Aun así, Heisenberg no estaba seguro de lo que tenía entre manos. En la misma carta, confesaba sus dudas: “En cuanto a mi opinión sobre este garabato, con el que no estoy en absoluto satisfecho: estoy convencido del valor de la parte negativa, pero considero que la parte positiva es más bien pobre.”

John D. Kraus (1910-2004), Enrico Fermi (1901-1954), Werner Heisenberg (1901-1976), Clarence Yoakum y Samuel Abraham Goudsmit (1902-1978).
Ese “garabato” se transformaría, poco después, en un artículo científico titulado Umdeutung (que significa “Reinterpretación”), publicado en septiembre de 1925. Con la ayuda de otros físicos como Max Born y Pascual Jordan, este trabajo se convirtió en la primera formulación matemática de la mecánica cuántica. Era una nueva manera de describir el comportamiento de la materia y la energía a escalas diminutas.
El escrito fue una revolución. A partir de ese día, la física dejó de ser un intento de representar visualmente la realidad y se convirtió en un lenguaje abstracto, más extraño, pero mucho más preciso.
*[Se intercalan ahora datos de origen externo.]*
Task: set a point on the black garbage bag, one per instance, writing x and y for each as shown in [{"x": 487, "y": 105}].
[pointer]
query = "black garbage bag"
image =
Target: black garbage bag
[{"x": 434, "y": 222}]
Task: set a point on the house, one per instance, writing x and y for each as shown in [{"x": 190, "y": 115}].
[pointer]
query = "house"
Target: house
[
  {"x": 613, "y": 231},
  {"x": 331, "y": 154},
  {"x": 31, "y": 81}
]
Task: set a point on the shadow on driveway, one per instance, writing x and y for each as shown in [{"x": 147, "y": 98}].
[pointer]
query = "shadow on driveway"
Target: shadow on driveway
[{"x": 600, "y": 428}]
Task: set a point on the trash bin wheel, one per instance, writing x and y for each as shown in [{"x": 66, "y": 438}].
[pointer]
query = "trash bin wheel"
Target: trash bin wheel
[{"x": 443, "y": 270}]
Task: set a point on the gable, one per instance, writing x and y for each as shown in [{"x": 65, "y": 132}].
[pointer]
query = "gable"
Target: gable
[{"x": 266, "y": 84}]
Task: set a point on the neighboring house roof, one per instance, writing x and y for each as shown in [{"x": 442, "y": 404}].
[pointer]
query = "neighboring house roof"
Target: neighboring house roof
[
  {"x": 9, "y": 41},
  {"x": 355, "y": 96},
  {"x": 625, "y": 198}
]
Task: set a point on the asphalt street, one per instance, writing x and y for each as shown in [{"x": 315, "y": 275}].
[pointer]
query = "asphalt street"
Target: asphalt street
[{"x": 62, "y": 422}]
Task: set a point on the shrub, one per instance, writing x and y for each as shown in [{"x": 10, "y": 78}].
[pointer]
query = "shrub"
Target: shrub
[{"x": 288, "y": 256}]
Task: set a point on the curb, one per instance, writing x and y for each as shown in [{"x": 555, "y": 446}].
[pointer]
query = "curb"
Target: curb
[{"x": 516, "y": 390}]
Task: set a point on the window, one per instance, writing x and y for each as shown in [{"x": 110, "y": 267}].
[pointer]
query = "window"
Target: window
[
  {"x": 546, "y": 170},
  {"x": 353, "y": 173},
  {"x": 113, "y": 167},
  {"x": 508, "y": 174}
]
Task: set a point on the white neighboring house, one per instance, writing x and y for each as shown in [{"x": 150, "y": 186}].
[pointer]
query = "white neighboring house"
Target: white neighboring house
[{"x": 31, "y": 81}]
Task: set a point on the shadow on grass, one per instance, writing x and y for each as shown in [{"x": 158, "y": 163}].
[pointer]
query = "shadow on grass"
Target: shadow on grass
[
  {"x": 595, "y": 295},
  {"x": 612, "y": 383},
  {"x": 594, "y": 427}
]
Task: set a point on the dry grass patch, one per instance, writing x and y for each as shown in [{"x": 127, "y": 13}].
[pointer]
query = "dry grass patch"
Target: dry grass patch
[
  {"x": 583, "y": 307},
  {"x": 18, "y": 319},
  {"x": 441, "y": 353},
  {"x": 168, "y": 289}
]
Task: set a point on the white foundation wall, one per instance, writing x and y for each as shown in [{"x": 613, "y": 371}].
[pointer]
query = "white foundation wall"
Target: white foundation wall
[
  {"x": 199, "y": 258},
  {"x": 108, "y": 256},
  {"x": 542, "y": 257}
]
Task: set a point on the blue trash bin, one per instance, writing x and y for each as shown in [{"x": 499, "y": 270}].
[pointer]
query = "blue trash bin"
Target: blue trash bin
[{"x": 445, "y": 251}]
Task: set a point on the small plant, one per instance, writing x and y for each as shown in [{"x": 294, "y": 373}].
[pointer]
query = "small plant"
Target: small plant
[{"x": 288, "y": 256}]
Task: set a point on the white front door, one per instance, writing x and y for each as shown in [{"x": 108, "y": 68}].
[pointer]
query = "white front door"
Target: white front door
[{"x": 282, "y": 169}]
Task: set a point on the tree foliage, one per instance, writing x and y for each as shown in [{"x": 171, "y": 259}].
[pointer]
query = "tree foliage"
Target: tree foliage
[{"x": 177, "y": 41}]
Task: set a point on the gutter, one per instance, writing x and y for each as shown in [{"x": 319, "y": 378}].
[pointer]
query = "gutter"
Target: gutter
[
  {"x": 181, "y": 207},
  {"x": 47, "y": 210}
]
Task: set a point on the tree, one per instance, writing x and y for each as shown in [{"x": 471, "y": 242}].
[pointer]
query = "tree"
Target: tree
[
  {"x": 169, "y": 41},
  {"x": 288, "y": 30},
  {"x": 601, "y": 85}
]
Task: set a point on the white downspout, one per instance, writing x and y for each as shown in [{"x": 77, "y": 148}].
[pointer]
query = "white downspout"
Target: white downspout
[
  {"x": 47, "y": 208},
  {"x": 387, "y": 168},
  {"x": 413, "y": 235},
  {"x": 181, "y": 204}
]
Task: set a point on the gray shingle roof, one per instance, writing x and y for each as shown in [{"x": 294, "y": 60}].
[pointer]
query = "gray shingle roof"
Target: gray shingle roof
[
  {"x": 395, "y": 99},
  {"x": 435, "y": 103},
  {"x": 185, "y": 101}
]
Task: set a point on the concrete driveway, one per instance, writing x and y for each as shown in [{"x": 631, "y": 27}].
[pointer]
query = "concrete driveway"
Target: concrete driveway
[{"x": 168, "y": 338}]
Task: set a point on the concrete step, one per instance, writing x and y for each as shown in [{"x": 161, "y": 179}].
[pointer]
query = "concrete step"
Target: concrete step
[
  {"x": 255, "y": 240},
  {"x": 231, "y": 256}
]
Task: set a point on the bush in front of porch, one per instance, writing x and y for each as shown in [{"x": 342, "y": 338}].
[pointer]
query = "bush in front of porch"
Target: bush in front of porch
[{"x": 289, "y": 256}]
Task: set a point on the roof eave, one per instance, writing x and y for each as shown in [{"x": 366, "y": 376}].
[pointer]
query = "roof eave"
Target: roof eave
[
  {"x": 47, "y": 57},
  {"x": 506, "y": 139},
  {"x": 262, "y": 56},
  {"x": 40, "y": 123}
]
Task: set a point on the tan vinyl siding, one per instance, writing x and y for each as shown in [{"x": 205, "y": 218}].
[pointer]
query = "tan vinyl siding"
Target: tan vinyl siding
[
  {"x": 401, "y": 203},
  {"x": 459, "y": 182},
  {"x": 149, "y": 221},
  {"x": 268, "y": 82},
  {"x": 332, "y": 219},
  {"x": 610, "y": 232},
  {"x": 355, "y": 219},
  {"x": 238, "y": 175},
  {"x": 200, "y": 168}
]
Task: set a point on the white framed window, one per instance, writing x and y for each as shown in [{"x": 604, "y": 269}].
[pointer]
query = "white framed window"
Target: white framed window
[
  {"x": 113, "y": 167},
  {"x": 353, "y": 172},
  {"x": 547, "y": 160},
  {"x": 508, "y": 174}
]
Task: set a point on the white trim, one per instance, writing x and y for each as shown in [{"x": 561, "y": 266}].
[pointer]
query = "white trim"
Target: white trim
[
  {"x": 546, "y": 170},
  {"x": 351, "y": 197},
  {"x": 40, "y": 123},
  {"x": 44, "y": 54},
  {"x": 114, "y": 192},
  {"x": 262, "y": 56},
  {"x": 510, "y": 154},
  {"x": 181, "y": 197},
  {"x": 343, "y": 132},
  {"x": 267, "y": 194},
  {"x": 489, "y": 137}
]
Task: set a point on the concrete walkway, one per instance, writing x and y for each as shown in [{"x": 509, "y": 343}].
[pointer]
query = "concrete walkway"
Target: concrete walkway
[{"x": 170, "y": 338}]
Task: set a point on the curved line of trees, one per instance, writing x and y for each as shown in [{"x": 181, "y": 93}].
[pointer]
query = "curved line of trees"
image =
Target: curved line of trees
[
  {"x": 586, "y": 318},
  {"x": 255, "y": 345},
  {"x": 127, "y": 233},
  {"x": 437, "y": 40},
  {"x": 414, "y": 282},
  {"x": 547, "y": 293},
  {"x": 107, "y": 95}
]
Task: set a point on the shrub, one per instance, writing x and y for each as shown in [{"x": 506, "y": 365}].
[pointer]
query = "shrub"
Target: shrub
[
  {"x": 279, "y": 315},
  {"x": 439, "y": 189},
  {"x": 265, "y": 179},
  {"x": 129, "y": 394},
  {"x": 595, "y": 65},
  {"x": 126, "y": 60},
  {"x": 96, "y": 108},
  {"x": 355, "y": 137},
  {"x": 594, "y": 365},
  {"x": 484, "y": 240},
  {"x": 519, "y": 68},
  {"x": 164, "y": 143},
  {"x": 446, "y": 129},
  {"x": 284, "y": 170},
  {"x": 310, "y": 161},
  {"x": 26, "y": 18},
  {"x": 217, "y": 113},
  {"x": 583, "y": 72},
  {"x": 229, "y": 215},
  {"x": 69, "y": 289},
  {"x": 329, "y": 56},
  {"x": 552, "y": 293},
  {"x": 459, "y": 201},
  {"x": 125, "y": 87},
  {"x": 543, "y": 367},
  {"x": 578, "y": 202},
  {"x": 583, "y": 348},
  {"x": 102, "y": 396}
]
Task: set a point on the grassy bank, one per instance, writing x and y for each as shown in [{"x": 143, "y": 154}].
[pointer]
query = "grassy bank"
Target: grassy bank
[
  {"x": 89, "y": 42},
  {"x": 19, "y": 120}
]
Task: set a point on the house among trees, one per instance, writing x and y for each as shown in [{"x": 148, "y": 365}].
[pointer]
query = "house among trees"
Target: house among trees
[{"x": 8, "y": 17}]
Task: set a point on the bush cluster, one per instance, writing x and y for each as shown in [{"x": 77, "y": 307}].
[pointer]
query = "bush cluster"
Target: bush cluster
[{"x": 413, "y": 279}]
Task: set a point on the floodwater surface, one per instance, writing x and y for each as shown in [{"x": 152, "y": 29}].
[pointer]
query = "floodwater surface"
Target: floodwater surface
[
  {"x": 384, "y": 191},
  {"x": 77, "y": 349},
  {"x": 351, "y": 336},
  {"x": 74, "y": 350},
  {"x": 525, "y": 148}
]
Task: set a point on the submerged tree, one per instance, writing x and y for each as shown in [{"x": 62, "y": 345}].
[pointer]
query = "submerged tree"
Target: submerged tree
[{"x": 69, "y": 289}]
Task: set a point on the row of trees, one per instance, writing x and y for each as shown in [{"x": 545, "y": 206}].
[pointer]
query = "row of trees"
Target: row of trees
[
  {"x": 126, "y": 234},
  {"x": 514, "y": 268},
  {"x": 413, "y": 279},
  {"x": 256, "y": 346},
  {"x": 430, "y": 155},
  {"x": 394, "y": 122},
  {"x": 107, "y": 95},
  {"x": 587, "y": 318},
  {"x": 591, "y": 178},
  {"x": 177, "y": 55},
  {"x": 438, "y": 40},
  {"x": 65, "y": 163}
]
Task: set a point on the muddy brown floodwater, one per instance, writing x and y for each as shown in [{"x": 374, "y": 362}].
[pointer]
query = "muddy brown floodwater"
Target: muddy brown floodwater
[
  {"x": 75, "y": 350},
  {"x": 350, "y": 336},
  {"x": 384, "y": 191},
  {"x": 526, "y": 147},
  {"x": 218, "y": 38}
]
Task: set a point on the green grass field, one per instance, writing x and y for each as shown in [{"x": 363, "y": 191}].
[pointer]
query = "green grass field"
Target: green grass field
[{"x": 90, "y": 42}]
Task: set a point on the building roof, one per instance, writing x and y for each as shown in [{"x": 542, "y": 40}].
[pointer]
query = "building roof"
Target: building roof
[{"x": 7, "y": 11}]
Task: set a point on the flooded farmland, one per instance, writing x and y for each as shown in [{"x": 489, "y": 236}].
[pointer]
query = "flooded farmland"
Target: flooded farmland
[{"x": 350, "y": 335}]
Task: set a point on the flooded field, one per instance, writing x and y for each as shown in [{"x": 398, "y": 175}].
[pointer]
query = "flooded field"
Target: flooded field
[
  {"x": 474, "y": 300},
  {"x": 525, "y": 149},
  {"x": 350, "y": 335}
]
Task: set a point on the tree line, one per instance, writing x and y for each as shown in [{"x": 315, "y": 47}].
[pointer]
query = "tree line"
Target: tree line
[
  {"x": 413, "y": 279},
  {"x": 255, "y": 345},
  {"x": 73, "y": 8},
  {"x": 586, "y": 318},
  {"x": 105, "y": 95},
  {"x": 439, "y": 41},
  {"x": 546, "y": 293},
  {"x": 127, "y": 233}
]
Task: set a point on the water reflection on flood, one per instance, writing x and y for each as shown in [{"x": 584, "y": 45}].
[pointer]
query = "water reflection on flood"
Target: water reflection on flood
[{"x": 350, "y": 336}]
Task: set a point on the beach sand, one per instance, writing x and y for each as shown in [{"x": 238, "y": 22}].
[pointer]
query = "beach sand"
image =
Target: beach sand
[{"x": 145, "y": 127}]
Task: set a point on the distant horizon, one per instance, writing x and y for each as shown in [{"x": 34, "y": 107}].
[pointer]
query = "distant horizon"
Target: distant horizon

Aparecieron conceptos que hoy forman parte del vocabulario de la ciencia moderna, como el principio de incertidumbre (no se puede saber con total precisión la posición y la velocidad de una partícula al mismo tiempo) o la dualidad onda-partícula (la materia se comporta a veces como una partícula, y otras como una onda, dependiendo de cómo la observemos).
A partir de ese día, la física dejó de ser un intento de representar visualmente la realidad y se convirtió en un lenguaje abstracto, más extraño, pero mucho más preciso
En los años siguientes, otros nombres fundamentales para la ciencia del siglo XX, como Schrödinger, Dirac, Bohr, Born o incluso Einstein, contribuirían a desarrollar este nuevo marco teórico. El resultado fue el llamado Modelo Estándar, la estructura que hoy usamos para explicar casi todo lo que sabemos sobre las partículas subatómicas. Es, con diferencia, la teoría más precisa y comprobada que jamás haya producido la ciencia.
Pero la carta escondía mucho más. Además de esa teoría, fue la raíz de gran parte de la tecnología que usamos hoy en día, ya que la física cuántica está detrás de los microchips, los láseres o los sistemas GPS.
Han pasado cien años desde aquella noche en Helgoland. Y, aunque todavía no hemos terminado de comprender todo lo que abrió esa carta, sí hemos aprendido una lección importante: la física cuántica no es solo una herramienta para estudiar la materia. Es también una forma de mirar el mundo.